Tire pressure. Make sure your tires (including your spare!) are properly inflated before hitting the road. Driving on under-inflated tires can cause tires to overheat and increase the likelihood of a blowout, especially when road temperatures are extremely high. For the most accurate reading, check tire pressures when the tires are cold. Always follow inflation pressure recommendations in your vehicle owner’s manual or on the tire information label located in the glove box or on the driver’s door jamb. Do not use the inflation pressure molded into the tire sidewall, which may not be the correct pressure for your particular vehicle.
Air conditioner. Run your air conditioner for a little while before your trip to make sure it blows out cold air. Are there any strange noises or odors? If you notice anything unusual, the system may need to be cleaned or recharged, or it could have a leak. During extreme summer heat, an air-conditioning system can be more than just a pleasant convenience: It can reduce fatigue, which plays an important part in driver alertness and vehicle safety.
Belts, clamps and hoses. Visually inspect your engine’s drive belts, clamps and hoses. If anything looks worn or frayed, take it to a mechanic and have them checked out
Lights. Inspect all lights and replace burned out bulbs.
Windshield wipers. If your current blades are leaving streaks behind when it rains or turn the cloud of gnats you just hit into a blinding smear, it’s time for a new pair. Top off your wiper fluid while you’re changing the blades.

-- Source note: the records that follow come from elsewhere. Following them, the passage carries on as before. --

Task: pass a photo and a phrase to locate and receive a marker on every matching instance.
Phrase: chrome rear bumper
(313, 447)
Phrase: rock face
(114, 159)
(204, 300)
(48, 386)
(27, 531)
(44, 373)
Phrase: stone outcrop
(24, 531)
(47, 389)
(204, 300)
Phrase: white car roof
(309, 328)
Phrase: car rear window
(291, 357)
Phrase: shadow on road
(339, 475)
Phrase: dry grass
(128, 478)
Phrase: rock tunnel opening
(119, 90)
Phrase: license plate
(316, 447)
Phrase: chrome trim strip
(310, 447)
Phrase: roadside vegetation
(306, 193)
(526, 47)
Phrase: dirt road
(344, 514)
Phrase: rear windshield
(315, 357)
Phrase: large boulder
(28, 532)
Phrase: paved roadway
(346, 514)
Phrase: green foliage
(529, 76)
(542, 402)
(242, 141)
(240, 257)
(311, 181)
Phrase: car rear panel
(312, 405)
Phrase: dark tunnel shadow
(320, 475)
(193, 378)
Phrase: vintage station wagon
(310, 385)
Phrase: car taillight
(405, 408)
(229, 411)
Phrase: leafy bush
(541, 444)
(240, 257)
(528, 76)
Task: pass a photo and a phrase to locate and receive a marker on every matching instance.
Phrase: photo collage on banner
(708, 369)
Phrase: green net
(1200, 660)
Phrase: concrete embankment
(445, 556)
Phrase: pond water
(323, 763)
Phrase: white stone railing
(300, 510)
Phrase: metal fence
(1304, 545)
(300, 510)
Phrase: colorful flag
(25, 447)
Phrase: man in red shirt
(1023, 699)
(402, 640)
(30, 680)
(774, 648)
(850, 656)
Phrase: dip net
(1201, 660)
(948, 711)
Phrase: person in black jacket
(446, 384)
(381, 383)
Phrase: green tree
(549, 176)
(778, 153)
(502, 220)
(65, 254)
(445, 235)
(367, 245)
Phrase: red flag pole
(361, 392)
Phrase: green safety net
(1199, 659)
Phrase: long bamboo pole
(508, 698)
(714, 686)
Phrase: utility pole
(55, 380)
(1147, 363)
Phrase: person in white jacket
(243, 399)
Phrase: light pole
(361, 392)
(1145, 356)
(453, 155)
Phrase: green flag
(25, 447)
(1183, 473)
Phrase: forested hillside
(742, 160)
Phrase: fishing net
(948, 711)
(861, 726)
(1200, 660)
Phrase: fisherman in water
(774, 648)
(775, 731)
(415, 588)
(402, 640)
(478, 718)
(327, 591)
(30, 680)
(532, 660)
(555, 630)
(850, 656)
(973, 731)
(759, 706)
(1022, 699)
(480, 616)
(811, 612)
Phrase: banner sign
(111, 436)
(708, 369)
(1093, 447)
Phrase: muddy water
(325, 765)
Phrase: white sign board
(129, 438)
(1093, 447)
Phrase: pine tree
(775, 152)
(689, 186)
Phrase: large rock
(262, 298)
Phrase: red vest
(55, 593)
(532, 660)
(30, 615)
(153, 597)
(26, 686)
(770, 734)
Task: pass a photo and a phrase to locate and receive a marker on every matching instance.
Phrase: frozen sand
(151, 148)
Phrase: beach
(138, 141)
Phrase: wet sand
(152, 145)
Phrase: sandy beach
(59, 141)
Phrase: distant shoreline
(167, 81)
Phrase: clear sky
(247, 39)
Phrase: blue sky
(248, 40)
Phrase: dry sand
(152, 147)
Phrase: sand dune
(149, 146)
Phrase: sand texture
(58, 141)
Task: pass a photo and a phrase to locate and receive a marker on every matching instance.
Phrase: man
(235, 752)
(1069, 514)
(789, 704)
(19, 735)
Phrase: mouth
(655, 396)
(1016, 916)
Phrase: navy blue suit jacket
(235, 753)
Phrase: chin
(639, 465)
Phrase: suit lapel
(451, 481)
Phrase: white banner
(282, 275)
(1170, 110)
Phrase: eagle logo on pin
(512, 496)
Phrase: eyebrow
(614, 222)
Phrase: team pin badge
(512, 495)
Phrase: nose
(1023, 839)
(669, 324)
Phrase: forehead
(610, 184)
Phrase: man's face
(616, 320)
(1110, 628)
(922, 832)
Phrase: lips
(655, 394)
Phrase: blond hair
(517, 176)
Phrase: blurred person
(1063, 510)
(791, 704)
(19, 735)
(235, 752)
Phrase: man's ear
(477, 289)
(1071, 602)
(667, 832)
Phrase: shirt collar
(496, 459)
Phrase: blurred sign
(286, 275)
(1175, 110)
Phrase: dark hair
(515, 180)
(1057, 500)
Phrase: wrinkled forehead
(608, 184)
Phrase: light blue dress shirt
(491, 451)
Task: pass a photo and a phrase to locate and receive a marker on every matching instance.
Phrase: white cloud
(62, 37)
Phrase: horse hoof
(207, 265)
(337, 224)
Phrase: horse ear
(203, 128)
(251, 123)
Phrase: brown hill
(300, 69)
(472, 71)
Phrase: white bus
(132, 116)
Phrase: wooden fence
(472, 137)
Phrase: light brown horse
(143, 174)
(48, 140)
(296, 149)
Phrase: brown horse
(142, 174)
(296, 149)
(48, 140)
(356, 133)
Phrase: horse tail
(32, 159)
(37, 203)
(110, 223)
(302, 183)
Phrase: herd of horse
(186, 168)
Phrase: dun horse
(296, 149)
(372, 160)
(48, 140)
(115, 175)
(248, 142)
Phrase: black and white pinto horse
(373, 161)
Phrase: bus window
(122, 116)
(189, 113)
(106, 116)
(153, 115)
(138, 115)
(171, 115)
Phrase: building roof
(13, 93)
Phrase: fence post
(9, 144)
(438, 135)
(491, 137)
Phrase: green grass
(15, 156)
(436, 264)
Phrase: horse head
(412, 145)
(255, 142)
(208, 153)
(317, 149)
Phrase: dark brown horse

Emergency kit. Even with preventive maintenance, summer breakdowns can still occur. Keep a well-stocked emergency kit in your car that includes water, non-perishable food items, jumper cables, a flashlight with extra batteries, road flares or an emergency beacon, basic hand tools and a first aid kit.
If you are unable or uncomfortable checking many of these items on your own, plan to have your car checked over by a professional mechanic at least several days before your planned departure.